A este problema, no suficientemente valorado por los medios de comunicación españoles, se ha venido a unir la denuncia pública y espectacular que de la conducta de Garaicoechea ha hecho en el programa radiofónico de más audiencia nacional, «Protagonistas vosotros», Amando de Miguel, quien vino a decir el pasado miércoles que Gagaricoechea había volado hasta Venezuela para agradecer a los refugiados vascos el apoyo que han hecho del sangriento terrorismo de ETA. Además, añadió una frase similar a ésta: «La mayoría de los vascos son independentistas.» El Gobierno vasco, sin entrar en el centro de la polémica y fundamentalmente sin desmentir la segunda de las afirmaciones de Amando de Miguel, se ha querellado contra él y ha sugerido que su posición responde a una cuidada campaña de desprestigio del Gobierno y el pueblo vascos.

Más o menos como siempre.
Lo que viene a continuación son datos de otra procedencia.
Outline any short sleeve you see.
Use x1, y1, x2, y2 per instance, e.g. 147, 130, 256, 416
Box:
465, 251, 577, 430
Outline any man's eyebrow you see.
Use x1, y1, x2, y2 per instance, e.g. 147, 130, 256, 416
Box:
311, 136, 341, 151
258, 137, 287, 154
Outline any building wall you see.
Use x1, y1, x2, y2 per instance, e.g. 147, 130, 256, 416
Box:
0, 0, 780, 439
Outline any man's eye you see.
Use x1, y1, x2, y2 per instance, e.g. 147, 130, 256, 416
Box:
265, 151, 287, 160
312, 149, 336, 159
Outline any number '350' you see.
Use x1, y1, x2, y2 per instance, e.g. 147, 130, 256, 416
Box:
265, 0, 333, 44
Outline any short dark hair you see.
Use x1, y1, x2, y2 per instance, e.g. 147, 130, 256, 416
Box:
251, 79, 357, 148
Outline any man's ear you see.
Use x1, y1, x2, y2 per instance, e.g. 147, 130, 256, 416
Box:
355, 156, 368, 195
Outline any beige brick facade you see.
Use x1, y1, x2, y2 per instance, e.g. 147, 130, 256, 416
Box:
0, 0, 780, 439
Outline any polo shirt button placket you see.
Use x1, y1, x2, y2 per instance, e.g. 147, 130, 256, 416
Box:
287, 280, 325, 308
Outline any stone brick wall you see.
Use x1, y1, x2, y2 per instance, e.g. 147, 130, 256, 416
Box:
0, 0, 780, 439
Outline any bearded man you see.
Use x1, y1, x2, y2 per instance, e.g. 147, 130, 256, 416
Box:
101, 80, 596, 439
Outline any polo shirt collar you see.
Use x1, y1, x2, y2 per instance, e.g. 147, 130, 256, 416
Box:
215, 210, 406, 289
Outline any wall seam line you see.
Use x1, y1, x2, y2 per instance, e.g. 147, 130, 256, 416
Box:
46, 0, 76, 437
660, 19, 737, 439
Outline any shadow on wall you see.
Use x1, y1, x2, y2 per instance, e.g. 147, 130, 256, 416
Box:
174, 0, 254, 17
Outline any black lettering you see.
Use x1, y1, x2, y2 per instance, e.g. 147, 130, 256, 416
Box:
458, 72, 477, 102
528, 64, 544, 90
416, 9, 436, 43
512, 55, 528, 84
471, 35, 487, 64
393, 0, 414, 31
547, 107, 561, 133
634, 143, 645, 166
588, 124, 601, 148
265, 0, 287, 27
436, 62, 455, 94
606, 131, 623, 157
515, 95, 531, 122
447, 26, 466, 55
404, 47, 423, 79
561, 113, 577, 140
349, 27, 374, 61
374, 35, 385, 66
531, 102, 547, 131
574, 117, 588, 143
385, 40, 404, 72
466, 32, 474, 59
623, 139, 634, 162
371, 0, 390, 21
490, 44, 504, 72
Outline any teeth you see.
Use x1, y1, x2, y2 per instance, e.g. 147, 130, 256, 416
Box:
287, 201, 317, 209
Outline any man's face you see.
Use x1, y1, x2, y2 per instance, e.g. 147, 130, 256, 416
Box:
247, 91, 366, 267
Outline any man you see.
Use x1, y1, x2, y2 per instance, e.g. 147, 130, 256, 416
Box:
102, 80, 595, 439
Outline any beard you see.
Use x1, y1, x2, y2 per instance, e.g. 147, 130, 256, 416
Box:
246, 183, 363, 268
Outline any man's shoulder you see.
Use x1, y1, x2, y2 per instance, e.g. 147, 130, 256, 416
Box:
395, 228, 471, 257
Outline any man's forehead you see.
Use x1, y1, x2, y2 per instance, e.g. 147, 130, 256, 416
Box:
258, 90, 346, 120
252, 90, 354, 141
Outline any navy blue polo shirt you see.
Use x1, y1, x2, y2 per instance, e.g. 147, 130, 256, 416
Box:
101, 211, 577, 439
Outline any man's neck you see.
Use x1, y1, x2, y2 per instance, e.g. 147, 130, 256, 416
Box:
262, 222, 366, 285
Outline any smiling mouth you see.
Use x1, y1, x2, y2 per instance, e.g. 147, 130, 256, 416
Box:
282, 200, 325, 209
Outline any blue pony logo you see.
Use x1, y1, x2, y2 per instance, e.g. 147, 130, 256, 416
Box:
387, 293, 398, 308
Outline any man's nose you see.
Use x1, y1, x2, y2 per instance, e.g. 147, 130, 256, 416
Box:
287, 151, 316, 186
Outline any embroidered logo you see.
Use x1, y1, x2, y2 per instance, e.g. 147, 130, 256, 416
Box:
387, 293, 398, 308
Mario Fernández, vicepresidente de este Gobierno autónomo y político que ha anunciado su intención de alejarse del poder ejecutivo, se ha sumado a la protesta y ha denunciado el descontento que en su Gabinete existe por el actual estado de relaciones con el Gobierno central. La declaración de Fernández debe interpretarse como el motivo de justificación o de réplica a las previsibles repulsas que puedan producirse en estos días, a raíz de la postura que ya tiene anunciada Garaicoechea.